All of these things are slightly surprising...

Also, I saw and experienced several small but heartening things.

    
 I saw these flowers growing by the said of the road on the property of what looks to be some kind of place that sells plants. They also had chickens and a rooster who was crowing...welcome sounds early in the morning.

Then there were the kind people I met. While most like to look thru me, thereby feeling that they don't have to step out of their comfort zone to talk to me, a few brave ones decided to help me out.

The sales lady in the cosmetics department who helped me find the cheapest toothpaste that apparently fulfills all 3 duties a toothpaste should. (Cleaning, whitening, and good breath??) She spoke no English, but didn't let that stop her from helping me. Also, the toothpaste sparkles. I cannot explain how ecstatic this makes me...!

The cashier at the Noodle Box who listened while I tried to order in Korean, and then used his broken English to confirm my order. It really makes me feel special when people try to talk to me, because I know how awkward it makes most of them feel.

And then there was the little girl, 2 years old maybe? Sitting bored in her cart at E-mart. When I walked by she looked me full in the face and said quietly, "An yeong ha seyo." I think I almost cried. So precious!

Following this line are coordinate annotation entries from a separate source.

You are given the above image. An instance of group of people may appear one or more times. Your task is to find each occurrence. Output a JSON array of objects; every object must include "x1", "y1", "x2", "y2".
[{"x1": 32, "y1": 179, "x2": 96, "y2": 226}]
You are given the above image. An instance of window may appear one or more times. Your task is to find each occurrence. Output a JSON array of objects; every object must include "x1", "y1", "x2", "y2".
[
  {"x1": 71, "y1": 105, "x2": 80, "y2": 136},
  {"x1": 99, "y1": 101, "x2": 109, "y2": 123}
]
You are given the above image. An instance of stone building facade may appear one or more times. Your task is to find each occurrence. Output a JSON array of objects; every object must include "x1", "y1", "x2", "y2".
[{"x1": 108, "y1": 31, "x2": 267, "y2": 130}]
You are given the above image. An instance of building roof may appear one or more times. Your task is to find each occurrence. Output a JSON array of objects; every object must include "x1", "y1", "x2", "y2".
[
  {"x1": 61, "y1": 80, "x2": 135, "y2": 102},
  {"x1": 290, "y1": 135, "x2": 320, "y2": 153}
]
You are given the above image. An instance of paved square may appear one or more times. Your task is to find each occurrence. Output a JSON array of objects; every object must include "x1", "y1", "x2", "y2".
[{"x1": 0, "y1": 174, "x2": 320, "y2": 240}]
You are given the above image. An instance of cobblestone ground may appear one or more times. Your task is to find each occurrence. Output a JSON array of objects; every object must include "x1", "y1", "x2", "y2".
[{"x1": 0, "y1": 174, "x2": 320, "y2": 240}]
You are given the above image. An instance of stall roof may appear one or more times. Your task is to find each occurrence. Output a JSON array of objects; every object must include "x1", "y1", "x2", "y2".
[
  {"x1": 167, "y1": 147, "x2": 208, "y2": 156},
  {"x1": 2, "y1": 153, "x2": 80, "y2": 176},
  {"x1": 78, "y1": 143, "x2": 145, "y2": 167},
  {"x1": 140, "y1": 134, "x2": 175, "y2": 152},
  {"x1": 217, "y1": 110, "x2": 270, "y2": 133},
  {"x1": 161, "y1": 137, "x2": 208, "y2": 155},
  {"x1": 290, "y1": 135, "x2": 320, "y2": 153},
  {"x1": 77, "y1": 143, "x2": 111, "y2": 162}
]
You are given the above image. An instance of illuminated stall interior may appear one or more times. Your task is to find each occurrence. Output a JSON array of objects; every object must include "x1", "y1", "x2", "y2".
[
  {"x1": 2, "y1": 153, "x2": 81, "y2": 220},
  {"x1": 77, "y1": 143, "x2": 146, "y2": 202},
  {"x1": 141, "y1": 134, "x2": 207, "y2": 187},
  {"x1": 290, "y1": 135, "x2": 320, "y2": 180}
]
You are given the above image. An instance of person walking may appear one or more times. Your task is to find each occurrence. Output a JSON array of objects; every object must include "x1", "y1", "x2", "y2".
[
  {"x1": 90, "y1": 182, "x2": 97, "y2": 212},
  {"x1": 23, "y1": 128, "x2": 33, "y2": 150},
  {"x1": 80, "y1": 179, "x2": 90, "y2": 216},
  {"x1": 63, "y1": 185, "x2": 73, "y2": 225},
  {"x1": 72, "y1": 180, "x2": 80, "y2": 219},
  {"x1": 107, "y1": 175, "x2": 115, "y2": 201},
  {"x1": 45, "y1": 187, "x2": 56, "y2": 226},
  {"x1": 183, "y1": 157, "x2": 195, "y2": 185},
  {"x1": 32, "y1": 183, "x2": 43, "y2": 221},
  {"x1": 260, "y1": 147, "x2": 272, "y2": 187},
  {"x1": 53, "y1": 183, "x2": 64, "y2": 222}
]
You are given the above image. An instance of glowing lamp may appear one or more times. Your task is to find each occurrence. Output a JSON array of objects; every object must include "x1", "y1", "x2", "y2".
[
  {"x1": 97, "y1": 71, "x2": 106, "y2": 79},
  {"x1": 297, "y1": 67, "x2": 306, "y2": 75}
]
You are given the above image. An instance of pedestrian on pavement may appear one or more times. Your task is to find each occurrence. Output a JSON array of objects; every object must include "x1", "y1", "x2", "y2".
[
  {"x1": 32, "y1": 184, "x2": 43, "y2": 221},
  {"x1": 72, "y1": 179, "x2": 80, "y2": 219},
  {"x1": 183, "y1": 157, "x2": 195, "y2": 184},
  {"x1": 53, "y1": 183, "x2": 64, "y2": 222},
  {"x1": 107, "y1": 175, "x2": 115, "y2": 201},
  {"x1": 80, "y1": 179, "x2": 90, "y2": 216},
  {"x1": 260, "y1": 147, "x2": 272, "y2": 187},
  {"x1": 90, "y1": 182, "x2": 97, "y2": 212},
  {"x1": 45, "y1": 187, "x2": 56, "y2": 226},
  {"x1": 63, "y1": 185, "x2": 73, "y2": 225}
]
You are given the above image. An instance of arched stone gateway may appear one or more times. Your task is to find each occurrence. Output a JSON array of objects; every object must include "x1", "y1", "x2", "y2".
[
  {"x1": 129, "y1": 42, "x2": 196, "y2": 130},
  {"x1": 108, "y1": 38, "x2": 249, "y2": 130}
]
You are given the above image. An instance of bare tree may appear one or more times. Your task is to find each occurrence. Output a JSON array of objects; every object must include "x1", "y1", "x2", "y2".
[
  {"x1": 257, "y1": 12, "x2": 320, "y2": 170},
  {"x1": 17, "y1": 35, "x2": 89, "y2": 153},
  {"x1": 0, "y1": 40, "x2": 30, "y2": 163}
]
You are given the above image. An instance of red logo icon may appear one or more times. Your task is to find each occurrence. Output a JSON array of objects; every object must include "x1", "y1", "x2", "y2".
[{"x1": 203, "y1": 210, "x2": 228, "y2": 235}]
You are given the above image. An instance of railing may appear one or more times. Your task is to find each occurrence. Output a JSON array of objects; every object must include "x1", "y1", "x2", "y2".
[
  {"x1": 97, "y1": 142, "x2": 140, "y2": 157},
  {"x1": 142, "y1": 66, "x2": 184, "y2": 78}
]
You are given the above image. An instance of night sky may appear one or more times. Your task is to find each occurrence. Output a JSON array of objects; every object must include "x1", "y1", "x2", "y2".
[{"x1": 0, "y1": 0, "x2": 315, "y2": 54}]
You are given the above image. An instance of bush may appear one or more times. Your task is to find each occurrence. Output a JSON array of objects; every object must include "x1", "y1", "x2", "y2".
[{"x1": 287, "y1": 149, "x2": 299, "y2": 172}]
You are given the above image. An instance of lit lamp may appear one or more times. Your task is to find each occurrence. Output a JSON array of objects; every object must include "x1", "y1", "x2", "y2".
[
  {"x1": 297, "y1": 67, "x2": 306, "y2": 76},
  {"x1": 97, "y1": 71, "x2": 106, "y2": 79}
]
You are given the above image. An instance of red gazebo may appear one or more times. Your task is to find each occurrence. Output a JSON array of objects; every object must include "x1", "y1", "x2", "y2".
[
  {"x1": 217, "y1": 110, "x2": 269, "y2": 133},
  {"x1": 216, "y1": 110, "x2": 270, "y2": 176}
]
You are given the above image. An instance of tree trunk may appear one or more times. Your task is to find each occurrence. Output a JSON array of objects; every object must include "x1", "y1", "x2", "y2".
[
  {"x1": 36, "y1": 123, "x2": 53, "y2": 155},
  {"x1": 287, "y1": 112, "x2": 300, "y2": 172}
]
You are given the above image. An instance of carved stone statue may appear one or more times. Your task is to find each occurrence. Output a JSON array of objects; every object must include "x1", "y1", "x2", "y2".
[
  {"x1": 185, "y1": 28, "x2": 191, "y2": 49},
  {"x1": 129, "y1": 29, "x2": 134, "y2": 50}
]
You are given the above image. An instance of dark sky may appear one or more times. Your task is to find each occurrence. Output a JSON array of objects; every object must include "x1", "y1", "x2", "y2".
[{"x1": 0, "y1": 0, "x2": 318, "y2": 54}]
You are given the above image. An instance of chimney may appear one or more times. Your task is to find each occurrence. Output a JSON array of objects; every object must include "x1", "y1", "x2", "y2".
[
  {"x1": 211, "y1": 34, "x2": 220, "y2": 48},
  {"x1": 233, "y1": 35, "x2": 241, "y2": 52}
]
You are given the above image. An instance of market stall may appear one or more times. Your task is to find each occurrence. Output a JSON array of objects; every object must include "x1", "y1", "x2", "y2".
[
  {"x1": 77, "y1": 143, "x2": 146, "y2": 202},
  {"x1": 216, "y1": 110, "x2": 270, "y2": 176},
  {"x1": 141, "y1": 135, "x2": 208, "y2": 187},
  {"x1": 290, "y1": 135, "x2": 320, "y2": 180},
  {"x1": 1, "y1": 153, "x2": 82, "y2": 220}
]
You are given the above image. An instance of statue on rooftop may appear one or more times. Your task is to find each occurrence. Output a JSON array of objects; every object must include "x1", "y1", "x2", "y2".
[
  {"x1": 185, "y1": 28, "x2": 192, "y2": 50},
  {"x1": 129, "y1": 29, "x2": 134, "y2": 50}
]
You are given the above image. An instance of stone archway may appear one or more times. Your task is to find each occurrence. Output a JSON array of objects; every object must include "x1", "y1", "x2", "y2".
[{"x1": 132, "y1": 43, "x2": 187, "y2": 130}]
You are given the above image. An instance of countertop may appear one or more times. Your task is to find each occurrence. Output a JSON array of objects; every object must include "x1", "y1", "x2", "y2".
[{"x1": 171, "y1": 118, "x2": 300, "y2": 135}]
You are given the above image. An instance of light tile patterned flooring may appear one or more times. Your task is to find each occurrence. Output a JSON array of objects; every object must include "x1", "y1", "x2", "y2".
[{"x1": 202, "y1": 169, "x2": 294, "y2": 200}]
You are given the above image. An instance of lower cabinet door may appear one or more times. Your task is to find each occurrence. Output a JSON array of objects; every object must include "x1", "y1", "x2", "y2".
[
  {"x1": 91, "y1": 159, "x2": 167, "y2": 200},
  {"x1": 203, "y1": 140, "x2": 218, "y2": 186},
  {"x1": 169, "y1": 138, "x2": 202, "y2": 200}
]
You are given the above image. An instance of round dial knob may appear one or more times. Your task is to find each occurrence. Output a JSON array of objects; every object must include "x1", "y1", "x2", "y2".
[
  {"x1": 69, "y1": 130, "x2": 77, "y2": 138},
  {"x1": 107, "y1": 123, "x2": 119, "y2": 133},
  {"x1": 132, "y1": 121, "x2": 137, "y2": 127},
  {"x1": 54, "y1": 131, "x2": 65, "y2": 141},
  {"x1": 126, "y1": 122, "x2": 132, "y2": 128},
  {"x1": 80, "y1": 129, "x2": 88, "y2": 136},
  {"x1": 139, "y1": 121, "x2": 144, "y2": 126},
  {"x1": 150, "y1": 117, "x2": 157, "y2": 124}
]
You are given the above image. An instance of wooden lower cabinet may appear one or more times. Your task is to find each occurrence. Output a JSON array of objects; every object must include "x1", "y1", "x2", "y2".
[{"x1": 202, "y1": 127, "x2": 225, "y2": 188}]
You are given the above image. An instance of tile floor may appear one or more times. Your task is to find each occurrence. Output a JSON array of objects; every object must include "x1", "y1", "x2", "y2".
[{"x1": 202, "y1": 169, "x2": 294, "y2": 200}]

And finally, I found these little kid notebooks from Guardian with Air-Craft Carriers on the front. So I bought them, because they remind me of my man in the Navy. They also have quotes about Courage in them. And I've been realizing...courage only exists where there was once fear. So no matter that I was alone in Seoul - it just turned a little more of my fear into confidence and courage.



Saturday, September 7, 2013

I spied with my own eyes...

An incomplete list of what a careful observer might see on the Soonchunhyang Campus:


  • English (besides "Soonchunhyang University)
  • Trees growing thru a staircase
  • Gutters in the ground
  • An American washing her feet in a fountain
  • Benches that consist of a metal bar
  • A blond male
  • An American sitting on a gate that leads to an abandoned building
  • German
  • An open window high in an office tower
  • A tree growing at a 45* angle to the ground
  • An American walking barefoot up a stair "railing"
  • A neon clock at the top of what looks to be the oldest building on campus
  • Nobody
  • A plant you don't recognize
  • A bare-shouldered foreigner
  • Spiderwebs that look like they're made out of string (actually, you'd have to be a careful observer to NOT see those...)
  • A car slowing down for a pedestrian
  • A Korean girl strolling alone
  • An American absent-mindedly bouncing a ball 
  • Gravel
  • A hidden tennis ball...

Wednesday, September 4, 2013

Sensations

I have attained a heightened awareness of several of my senses since arriving here. Each one is constantly being presented with sensations that it has never encountered before which is undeniably disconcerting, but has revealed to me the depth of elasticity that my senses contain.

For instance.

Everywhere I go I hear unfamiliar sounds. Obviously, the language is the most noticeable: vowels that are somewhere in between our vowels, those used in German, and nothing I've ever heard before; consonants that sound like you took a break for air half way thru one sound and then said the second half with the first half of the next. (R-L, anyone?) But then there are more. Such as the elevator talking when you get to each floor. The sound of an engine not slowing down for you. And someone asking you in Korean, "What the **** are you doing?" Oh wait...how did I know that's what she said? Because now that I can't understand the words and the unfamiliar sounds, the tone, urgency, and pitch of the sounds all mean more than they ever have in the past. I hear less, but I hear more at the same time.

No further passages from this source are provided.